По еще одной версии, стихотворение связано с другим знакомым Есенина — Виктором Андрониковичем Мануйловым, впоследствии известным литературоведом. С ним, тогда молодым поэтом, Есенин познакомился в августе 1921 года в Москве, позднее встречался в Баку, где в 1924 году Мануйлов написал стихотворение «Сергею Есенину».
В 1934 году в парижском журнале «Числа» (№ 10) была напечатана заметка «О последнем стихотворении Есенина». Ее автор, близкий к семье Мануйловых А. Дехтерев, сообщал: «Мне писала О. В. ‹Ольга Викторовна, мать В. А. Мануйлова›, что накануне своей смерти Есенин все время говорил о Викторе, вспоминал встречи с ним и чуть ли не тосковал по нем. И что известные предсмертные стихи, написанные кровью: «До свиданья, друг мой, до свиданья…» — относятся именно к нему, к Виктору Мануйлову» (с. 241).

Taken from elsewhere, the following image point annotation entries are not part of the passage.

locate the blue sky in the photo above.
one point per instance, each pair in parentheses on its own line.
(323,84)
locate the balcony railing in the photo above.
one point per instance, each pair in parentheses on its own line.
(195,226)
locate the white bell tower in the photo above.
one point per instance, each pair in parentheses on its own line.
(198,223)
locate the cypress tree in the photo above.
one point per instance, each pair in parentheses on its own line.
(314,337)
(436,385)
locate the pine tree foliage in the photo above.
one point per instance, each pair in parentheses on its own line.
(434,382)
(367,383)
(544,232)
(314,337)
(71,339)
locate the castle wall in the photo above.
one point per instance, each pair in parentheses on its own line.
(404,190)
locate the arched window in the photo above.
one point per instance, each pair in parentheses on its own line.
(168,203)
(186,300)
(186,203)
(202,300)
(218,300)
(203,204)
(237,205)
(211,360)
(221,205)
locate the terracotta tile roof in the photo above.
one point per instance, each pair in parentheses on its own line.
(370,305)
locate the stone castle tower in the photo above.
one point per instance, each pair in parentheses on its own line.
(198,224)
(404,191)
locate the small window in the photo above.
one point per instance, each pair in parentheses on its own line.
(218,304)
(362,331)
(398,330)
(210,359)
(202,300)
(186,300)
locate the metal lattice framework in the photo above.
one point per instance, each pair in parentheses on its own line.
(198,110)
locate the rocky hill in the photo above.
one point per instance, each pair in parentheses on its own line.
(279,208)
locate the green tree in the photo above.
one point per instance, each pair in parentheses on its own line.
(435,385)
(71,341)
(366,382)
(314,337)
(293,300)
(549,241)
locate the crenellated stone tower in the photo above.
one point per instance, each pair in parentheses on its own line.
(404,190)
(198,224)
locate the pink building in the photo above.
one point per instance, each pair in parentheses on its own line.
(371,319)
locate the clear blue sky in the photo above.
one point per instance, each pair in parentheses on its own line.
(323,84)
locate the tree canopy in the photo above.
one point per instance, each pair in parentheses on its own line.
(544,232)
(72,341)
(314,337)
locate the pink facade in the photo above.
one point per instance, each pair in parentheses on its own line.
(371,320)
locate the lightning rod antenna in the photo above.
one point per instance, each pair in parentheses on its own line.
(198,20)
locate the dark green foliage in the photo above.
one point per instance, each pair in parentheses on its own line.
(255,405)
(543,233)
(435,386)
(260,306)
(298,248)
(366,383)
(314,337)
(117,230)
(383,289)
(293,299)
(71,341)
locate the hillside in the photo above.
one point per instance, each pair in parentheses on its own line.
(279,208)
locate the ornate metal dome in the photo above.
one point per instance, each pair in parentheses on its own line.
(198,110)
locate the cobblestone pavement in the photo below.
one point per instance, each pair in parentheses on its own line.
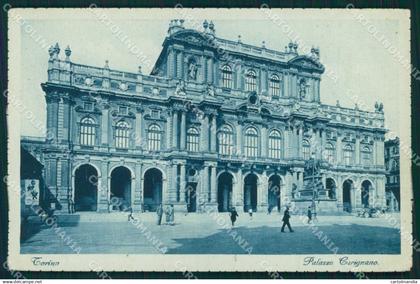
(204,234)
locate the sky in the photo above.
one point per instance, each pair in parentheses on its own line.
(358,63)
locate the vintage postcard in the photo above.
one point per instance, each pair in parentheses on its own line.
(209,140)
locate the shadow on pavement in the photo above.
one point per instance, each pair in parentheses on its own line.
(348,239)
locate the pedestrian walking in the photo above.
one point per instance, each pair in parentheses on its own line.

Сам В. А. Мануйлов так откликнулся на парижскую публикацию: «Много в этой заметке, сообщаемое о моих родителях, о годах моей юности, соответствует действительности, однако у меня нет оснований предполагать, что предсмертные стихи Есенина были обращены ко мне» (Мануйлов В. О Сергее Есенине. — Журн. «Звезда», Л., 1972, № 2, с. 187).

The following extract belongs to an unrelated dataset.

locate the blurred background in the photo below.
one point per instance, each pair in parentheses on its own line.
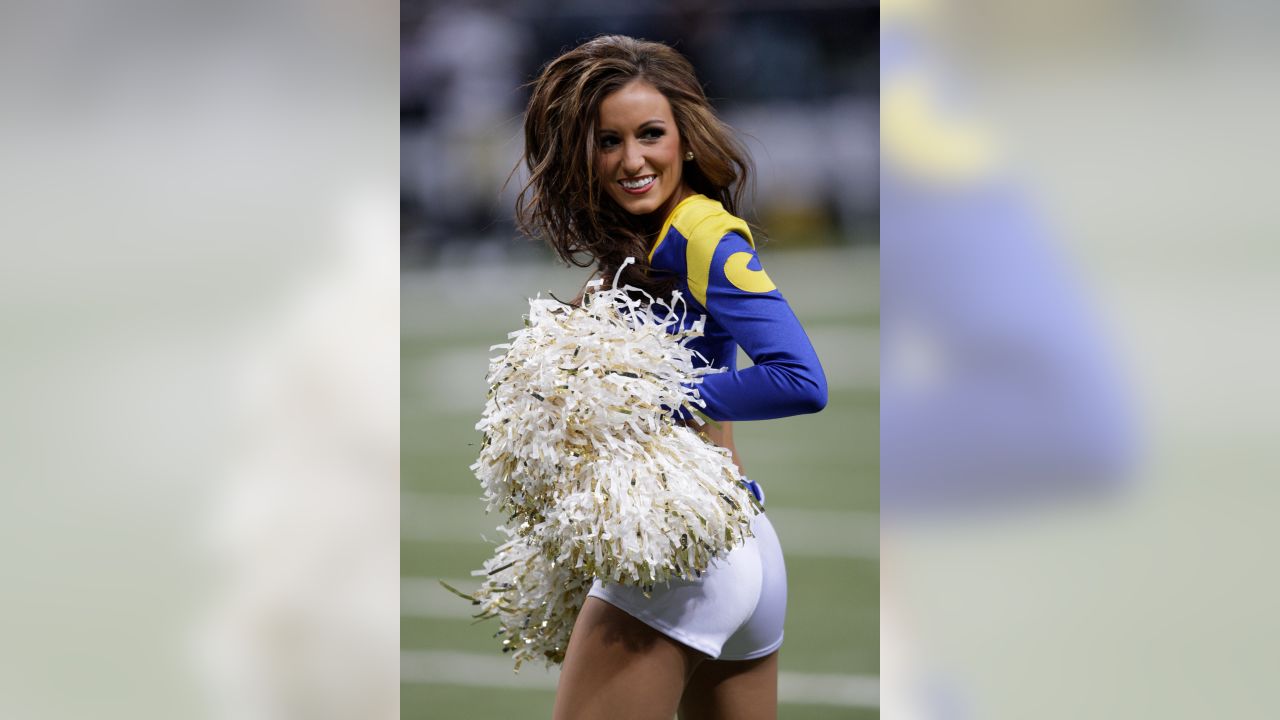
(799,82)
(1079,272)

Таким образом, ни В. И. Эрлиха, ни В. А. Мануйлова называть адресатом есенинского стихотворения оснований нет.
Любопытно признание Валентина Катаева: «Долгое время мне казалось — мне хотелось верить, — что эти стихи обращены ко мне, хотя я хорошо знал, что это не так» («Алмазный мой венец». — Журн. «Новый мир», М., 1978, № 6, с. 116).
В 1990 году А. М. Марченко (статья «Плач по Сергею Есенину» в «Литературной газете» за 3 октября) изложила и по-своему обосновала версию о том, что последнее стихотворение Есенина адресовано Николаю Клюеву. Спустя два года такую же мысль высказала и привела собственную аргументацию Н. М. Солнцева. Ее вывод: «Клюев был единственным из предсмертного окружения Есенина, которому могли быть посвящены эти стихи» (Солнцева Наталья. Китежский павлин. Филологическая проза: Документы. Факты. Версии. М., 1992, с. 258).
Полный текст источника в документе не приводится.